Last night, after spending a good part of the day blustering and worrying about work, I plopped down on the couch with my college magazine. First thing, I flipped to the back to the class notes and happened to open it to the In Memoriam page. There, I learned that someone from my class, someone that I knew, someone that I actually lived with had died.
"No!" I just about shouted. "Not Karen!" If I shouted, maybe it wouldn't be true.
It's not that Karen and I were good friends. Sophomore year we lived in an apartment with four other women -- six in total. Two of my closest friends in the world, one other very very good friend, me, Karen, and her roommate, who was a good friend to one of my best friends. From the get go, Karen and her roommate didn't get along with everyone else. And second semester we all did best in pairs rather than groups. I remember the one real conversation I had with Karen and one of my best friends. Karen was disturbed by the number of cookies she could eat at a sitting. The number seemed normal to me and my friend. I think we weren't kind.
All this to say, my connection to Karen was attenuated. I thought she was nice; I thought we'd get along better if we weren't in the same apartment (I was a slob, after all, and she was not); I thought she had beautiful, luminous skin. Over the years when I saw her name in the class notes, I was glad to read that she was doing work I knew she'd wanted to do. I hoped she was happy. I wondered at that year we lived together in that apartment. And now she's dead. After a quick google search I learned she died "unexpectedly at age 39."
This happens. I know this happens. I could list several people I know or know about who died too early and completely unexpectedly. When she was home one afternoon. When she got off the treadmill. After she dropped off her daughter at school. It happens. It's terrible.

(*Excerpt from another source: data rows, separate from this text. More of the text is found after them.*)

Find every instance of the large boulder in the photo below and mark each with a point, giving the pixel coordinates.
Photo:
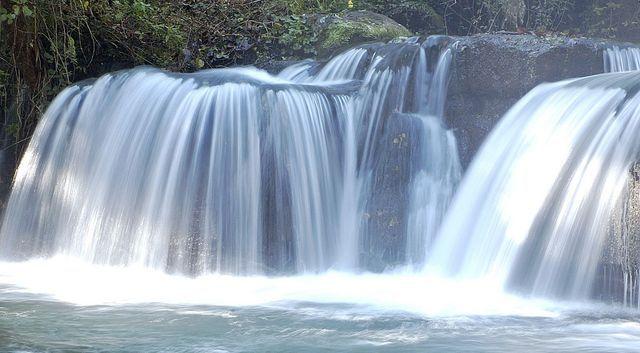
(340, 32)
(490, 72)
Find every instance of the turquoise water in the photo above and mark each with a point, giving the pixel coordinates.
(34, 324)
(60, 306)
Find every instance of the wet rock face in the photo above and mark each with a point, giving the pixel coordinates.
(340, 32)
(618, 278)
(385, 218)
(490, 72)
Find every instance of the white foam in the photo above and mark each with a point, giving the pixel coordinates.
(70, 280)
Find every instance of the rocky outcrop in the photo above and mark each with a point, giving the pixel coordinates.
(491, 72)
(339, 32)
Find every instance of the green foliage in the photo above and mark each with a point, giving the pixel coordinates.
(16, 9)
(344, 33)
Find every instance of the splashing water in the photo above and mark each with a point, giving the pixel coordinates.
(534, 208)
(229, 171)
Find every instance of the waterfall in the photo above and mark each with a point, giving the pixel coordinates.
(234, 170)
(618, 59)
(534, 208)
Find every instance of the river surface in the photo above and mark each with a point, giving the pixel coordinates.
(62, 305)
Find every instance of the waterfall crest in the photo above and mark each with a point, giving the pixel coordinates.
(534, 208)
(232, 170)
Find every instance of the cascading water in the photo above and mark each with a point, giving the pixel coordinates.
(618, 59)
(534, 208)
(232, 171)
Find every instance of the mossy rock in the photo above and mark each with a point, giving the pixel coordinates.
(416, 15)
(339, 32)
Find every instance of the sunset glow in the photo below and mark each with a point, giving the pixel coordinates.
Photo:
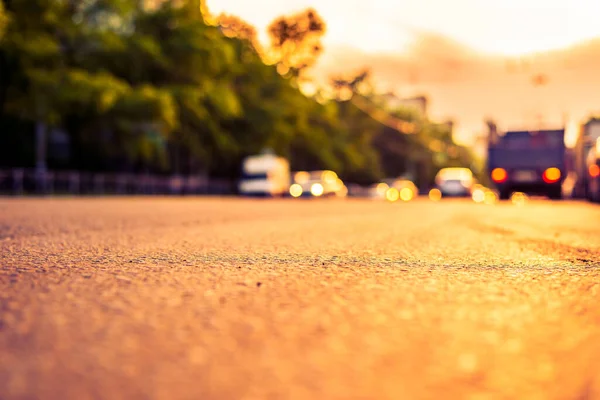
(509, 27)
(472, 58)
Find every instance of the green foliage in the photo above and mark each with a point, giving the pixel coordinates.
(159, 88)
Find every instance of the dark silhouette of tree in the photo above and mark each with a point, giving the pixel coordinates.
(296, 40)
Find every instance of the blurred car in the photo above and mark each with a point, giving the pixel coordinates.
(402, 189)
(455, 182)
(317, 184)
(264, 175)
(593, 169)
(378, 190)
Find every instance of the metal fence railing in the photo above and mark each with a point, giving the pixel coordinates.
(20, 182)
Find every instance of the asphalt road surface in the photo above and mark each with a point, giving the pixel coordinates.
(190, 298)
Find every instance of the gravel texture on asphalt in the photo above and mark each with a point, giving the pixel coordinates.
(210, 298)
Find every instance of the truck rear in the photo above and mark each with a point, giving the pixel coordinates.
(532, 162)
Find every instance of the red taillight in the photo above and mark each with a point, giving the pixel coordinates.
(551, 175)
(499, 175)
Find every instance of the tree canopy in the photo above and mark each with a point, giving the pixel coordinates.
(153, 86)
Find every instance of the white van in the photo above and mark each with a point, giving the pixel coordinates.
(265, 175)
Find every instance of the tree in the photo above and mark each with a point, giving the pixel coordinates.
(296, 41)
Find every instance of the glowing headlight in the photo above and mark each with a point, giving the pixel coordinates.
(316, 189)
(296, 190)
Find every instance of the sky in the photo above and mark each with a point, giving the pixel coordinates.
(465, 55)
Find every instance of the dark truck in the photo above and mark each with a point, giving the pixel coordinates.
(532, 162)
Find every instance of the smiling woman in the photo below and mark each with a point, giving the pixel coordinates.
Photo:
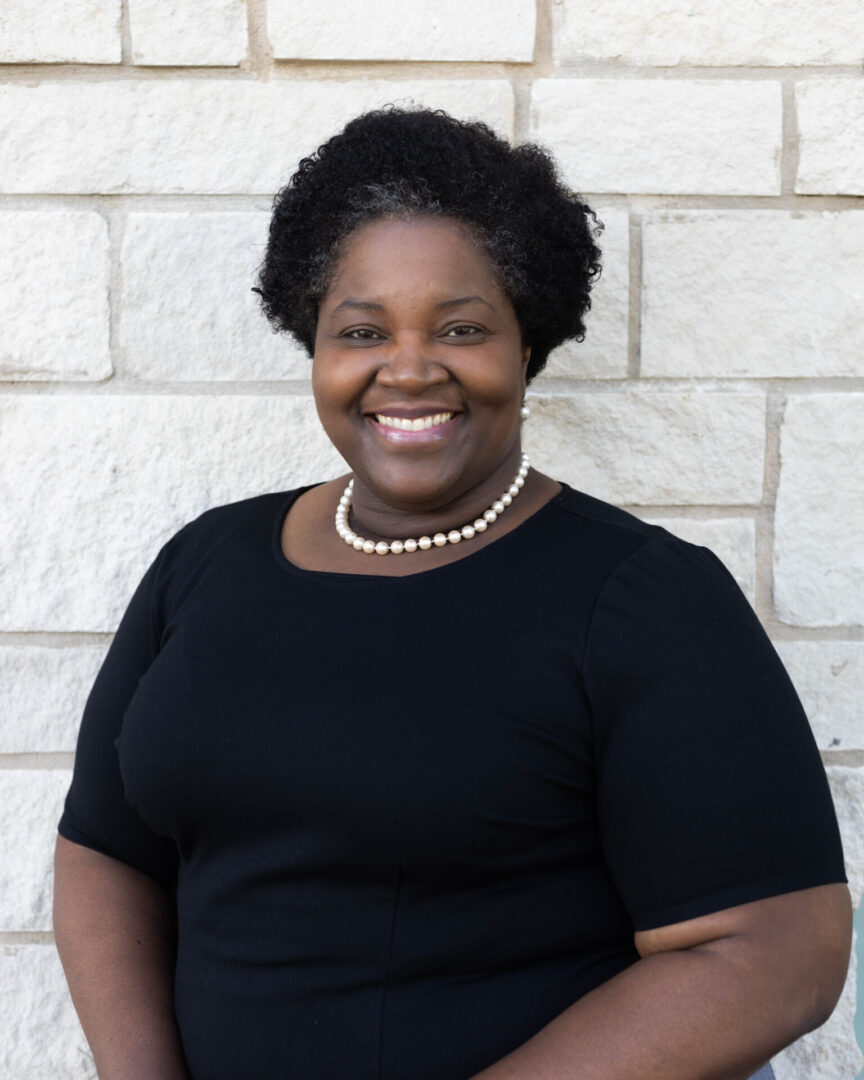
(442, 769)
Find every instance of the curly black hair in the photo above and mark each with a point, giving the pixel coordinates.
(416, 161)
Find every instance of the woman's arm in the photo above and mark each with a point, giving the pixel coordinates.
(116, 935)
(712, 998)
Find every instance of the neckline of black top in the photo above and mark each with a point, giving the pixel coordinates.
(503, 541)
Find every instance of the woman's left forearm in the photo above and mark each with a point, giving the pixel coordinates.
(715, 1011)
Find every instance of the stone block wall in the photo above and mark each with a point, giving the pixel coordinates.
(719, 390)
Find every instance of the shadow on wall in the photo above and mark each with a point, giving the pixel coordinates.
(858, 922)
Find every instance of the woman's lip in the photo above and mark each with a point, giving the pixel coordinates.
(414, 437)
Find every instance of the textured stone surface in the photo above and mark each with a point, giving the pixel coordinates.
(93, 484)
(55, 30)
(657, 135)
(731, 539)
(42, 694)
(604, 352)
(42, 1039)
(750, 293)
(712, 31)
(199, 135)
(651, 448)
(819, 557)
(53, 295)
(188, 308)
(424, 29)
(30, 805)
(187, 31)
(829, 679)
(831, 122)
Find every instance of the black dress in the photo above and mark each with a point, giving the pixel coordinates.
(410, 820)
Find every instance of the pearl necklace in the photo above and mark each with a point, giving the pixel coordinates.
(440, 539)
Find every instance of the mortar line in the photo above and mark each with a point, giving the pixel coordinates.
(125, 36)
(774, 407)
(635, 297)
(12, 937)
(40, 760)
(790, 152)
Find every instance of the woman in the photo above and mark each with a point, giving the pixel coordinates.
(442, 769)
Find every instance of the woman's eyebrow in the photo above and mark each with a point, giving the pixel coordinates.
(372, 306)
(462, 299)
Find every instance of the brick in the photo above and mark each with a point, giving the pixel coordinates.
(647, 136)
(143, 466)
(188, 307)
(424, 30)
(604, 352)
(30, 805)
(54, 295)
(188, 31)
(819, 558)
(42, 694)
(651, 448)
(51, 31)
(753, 294)
(711, 31)
(42, 1038)
(831, 124)
(829, 679)
(199, 135)
(731, 539)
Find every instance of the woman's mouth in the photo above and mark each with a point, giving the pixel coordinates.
(414, 430)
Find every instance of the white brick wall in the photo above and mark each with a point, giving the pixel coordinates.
(718, 391)
(656, 136)
(702, 270)
(187, 31)
(54, 295)
(712, 31)
(423, 29)
(49, 31)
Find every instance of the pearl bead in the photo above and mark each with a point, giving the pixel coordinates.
(440, 539)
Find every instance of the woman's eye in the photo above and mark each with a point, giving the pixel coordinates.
(464, 329)
(362, 334)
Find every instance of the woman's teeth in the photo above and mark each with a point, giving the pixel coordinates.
(421, 422)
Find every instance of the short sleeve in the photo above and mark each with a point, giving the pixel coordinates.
(96, 813)
(711, 791)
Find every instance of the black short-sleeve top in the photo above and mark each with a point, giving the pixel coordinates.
(410, 820)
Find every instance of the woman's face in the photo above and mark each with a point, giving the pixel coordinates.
(416, 327)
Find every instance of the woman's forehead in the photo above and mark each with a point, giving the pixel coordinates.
(430, 255)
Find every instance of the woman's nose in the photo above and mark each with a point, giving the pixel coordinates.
(410, 366)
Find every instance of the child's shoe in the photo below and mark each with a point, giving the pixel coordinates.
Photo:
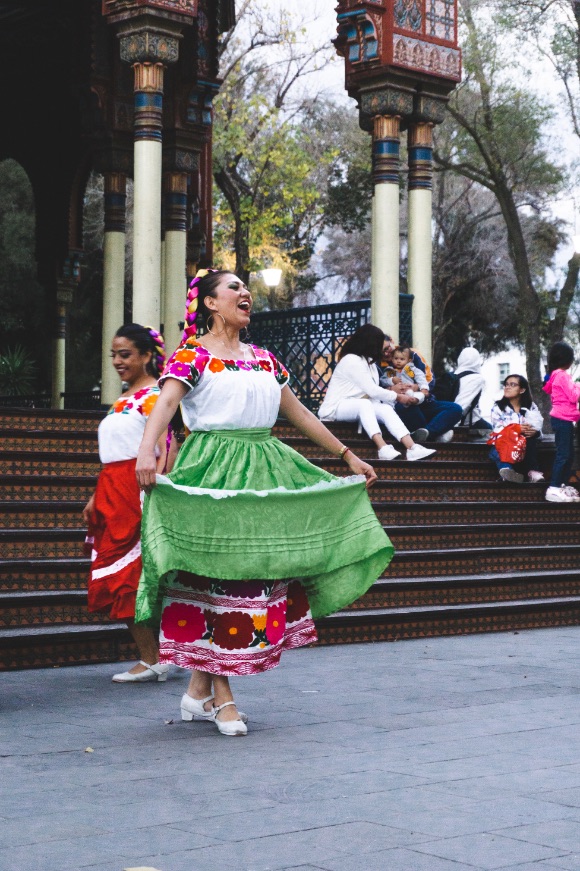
(507, 474)
(387, 452)
(558, 494)
(535, 477)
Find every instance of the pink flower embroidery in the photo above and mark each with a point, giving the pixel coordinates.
(181, 622)
(276, 623)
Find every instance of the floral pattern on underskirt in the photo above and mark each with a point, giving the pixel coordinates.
(232, 627)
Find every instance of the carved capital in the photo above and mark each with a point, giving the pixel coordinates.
(149, 46)
(384, 101)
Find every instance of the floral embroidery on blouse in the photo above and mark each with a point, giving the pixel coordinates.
(191, 359)
(142, 401)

And it's sobering. Painful and sad and sobering. Life is not kind; Karen is the second woman from that apartment to die. The other, one of my closest friends, died nearly 16 years ago. If you're exceptionally lucky in life, you get to worry about space rocks and work projects and where your kids will go to kindergarten. Maybe if you worry like me, you send up some prayers that Karen and her family know some peace, and then pray (selfishly) that the unexpected doesn't get any closer anytime soon.